David,

Not so easy to write as you might think.  The COBOL LE environment and the 
C/C++ LE environment are very different.  Calling C/C++ runtime routines (other 
than the Metal C ones resident in the system, but even some of those require 
some memory-allocation initialization) requires that the C/C++ RTL environment 
be set up, but you do not want to do that for every call, so you have to have 
at least a name/token pair to save the (created once) C/C++ environment.

And probably impossible for any RTL routine that requires POSIX ON, though I 
don't suppose the data collection routines fall into that category.

I investigated this once upon a time and decided that with the amount of work 
required, it would probably be better to wait for IBM to provide it.  Maybe 
COBOL V6++ will do that.  :)

Peter

-----Original Message-----
From: IBM Mainframe Discussion List [mailto:[email protected]] On Behalf 
Of David Crayford
Sent: Monday, August 08, 2016 7:49 AM
To: [email protected]
Subject: Re: COBOL 2014 dynamic capacity tables

On 5/08/2016 11:11 PM, Frank Swarbrick wrote:
> That's good to know.  I searched the internet and found a page about 
> implementing dynamic arrays in C and he was using "double", but 1.5 also 
> sounds reasonable.  I wonder if perhaps there should be some sort of 
> ratcheting down as the number of rows gets very large.

The C++ runtime library on z/OS is a commercial offering from Dinkumware. 
Interestingly they use phi as the growth factor. A lot of the choices seem to 
be based on the properties of the memory allocator.  Modern allocators, 
including z/OS LE are configurable, so if you plan to use a growth factor of 2 
then you should look into using heap pools.

I have to admire what you're doing. I used to be application programmer a long 
time ago and COBOL seriously lacks collection classes that we take for granted 
in modern languages.
It would be trivial to write a thin ILC wrapper around the C++ STL to enable 
COBOL to use the C++ container classes like vectors, linked lists, heaps, 
stacks, queues, maps and hash maps.
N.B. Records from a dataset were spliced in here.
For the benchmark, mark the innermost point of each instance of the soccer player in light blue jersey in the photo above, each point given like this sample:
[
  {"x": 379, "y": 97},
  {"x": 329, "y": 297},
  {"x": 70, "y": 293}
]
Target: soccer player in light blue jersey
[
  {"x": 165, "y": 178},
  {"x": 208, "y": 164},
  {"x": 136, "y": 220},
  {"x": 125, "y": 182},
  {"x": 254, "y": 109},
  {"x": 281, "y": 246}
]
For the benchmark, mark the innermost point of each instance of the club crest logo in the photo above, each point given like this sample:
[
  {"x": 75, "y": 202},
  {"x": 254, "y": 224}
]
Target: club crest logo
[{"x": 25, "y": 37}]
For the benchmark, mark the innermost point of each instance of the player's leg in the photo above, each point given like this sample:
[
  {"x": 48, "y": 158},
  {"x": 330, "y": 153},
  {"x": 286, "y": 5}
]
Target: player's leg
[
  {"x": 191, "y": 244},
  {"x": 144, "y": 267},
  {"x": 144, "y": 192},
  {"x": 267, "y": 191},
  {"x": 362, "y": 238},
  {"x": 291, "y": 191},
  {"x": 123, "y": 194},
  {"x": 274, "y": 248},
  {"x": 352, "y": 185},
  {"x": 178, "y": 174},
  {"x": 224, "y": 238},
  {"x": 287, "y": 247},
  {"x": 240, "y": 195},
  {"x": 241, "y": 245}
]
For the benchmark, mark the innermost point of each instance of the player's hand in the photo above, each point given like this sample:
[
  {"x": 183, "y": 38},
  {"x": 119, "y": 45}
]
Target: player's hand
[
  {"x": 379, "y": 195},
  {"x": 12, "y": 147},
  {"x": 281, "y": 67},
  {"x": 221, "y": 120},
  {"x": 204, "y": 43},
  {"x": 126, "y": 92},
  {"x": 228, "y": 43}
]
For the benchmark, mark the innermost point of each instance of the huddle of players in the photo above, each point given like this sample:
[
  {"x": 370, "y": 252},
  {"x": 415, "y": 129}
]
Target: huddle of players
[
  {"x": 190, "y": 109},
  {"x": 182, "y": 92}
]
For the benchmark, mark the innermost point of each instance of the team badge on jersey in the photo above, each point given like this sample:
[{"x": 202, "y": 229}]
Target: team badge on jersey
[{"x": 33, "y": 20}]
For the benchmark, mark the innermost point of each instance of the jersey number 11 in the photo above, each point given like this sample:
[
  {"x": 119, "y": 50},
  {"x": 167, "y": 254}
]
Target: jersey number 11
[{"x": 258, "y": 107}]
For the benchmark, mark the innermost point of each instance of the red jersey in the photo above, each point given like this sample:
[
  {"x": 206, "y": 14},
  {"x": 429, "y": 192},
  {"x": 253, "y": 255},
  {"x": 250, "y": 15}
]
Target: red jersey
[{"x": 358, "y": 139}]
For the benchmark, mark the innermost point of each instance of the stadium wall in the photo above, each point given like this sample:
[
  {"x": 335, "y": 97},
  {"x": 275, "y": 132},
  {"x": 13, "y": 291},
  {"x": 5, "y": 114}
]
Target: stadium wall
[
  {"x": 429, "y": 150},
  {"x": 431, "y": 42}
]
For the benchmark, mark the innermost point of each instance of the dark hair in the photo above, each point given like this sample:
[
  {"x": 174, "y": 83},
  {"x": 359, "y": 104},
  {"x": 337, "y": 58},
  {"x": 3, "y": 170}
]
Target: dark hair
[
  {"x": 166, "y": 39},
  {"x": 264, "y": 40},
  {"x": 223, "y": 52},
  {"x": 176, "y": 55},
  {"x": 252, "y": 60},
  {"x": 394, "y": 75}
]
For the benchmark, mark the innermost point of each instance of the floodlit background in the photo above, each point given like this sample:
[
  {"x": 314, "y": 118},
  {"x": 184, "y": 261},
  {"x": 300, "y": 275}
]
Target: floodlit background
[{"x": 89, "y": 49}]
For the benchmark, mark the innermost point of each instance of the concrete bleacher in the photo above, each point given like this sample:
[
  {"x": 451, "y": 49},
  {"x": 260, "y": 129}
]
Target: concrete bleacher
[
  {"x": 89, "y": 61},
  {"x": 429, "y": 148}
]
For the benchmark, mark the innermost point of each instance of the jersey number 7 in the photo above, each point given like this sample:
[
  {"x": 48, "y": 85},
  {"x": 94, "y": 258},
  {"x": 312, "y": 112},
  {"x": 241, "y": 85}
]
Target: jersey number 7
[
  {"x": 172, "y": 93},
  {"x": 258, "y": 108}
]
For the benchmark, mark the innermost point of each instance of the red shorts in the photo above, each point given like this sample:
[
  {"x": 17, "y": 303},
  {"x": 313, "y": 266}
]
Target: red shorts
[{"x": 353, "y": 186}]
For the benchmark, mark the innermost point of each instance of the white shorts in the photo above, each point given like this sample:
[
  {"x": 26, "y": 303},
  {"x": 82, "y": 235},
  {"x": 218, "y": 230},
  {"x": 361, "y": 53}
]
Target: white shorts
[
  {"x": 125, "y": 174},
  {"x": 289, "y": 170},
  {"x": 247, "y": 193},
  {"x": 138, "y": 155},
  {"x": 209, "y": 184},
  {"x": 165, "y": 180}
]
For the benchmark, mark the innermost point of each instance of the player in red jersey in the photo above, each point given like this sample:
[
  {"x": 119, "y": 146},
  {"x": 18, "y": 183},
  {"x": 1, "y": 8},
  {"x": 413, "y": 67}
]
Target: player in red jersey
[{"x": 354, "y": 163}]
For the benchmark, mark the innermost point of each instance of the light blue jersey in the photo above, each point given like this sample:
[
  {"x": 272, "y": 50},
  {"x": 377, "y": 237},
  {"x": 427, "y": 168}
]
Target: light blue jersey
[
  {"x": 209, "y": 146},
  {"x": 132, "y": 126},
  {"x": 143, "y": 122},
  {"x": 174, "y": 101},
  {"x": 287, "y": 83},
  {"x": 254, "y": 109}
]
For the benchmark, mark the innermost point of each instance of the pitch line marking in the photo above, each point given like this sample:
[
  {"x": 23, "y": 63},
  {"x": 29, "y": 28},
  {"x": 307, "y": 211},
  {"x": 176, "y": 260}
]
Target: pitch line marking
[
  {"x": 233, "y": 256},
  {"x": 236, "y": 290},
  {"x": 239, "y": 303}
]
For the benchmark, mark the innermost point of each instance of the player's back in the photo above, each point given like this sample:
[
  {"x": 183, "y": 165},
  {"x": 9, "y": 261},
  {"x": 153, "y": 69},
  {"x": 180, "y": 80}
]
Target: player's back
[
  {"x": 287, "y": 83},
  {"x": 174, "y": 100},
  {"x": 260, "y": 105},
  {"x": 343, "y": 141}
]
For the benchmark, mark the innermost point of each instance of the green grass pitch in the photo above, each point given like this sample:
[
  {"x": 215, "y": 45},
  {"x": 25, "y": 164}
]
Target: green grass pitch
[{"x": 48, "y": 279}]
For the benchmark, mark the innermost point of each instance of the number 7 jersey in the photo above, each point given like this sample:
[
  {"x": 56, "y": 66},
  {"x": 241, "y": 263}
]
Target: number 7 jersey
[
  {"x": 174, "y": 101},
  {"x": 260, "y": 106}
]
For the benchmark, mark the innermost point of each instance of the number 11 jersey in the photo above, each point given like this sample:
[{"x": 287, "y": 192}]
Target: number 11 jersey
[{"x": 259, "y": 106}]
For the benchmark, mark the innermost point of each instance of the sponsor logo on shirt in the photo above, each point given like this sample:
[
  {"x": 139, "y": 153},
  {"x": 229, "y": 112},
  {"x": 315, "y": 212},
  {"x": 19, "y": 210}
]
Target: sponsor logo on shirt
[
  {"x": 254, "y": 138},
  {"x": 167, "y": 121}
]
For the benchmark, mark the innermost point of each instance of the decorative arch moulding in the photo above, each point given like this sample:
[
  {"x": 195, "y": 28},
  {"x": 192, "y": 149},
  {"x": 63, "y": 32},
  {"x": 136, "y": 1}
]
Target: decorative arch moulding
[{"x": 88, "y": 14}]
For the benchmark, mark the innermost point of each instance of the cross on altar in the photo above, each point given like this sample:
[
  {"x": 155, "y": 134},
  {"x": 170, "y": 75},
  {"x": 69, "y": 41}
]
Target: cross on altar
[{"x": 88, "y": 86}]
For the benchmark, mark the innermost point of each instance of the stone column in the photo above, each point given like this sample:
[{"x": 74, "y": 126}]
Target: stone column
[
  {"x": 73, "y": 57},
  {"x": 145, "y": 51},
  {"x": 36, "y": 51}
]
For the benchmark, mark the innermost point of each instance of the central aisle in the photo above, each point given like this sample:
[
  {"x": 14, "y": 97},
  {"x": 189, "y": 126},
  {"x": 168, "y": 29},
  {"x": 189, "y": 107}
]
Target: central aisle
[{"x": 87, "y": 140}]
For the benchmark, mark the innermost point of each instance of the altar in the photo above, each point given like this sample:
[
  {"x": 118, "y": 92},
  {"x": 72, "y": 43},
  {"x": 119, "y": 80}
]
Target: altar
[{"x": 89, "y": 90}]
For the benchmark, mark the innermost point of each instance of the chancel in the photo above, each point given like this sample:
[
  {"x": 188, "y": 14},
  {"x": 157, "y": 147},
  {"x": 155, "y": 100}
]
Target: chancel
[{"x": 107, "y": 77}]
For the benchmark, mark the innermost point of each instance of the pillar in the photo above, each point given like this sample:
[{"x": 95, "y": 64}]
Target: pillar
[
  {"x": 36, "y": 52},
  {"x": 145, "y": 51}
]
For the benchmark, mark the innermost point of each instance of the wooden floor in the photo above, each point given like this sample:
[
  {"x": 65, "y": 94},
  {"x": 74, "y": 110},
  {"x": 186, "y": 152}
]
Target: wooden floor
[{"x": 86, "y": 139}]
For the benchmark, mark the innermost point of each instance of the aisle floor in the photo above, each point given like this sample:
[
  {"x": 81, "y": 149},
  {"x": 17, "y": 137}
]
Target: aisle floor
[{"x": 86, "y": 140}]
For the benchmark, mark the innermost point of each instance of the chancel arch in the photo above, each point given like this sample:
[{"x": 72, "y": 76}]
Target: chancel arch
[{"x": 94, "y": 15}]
I'm not sure how much demand there seems to 
be for that on the mainframe though.

> ________________________________
> From: IBM Mainframe Discussion List <[email protected]> on 
> behalf of David Crayford <[email protected]>
> Sent: Thursday, August 4, 2016 8:41 PM
> To: [email protected]
> Subject: Re: COBOL 2014 dynamic capacity tables
>
> On 4/08/2016 2:52 AM, Frank Swarbrick wrote:
>> Even in the case where it does increase the actual allocated capacity, it 
>> does not do it "one row at a time".  Rather, it doubles the current physical 
>> capacity and "reallocates" (using CEECZST) the storage to the new value.  
>> This may or may not actually cause LE storage control to reallocate out of a 
>> different area (copying the existing data from the old allocated area).  If 
>> there is enough room already it does nothing except increase the amount 
>> reserved for your allocation.  And even then, LE has already allocated a 
>> probably larger area prior to this from actual OS storage, depending on the 
>> values in the HEAP runtime option.
> Almost all the dynamic array implementations that I'm aware of, C++ 
> std::vector, Java ArrayList, Python lists, Lua tables, use a growth 
> factor of 1.5. Apparently it's a golden ratio.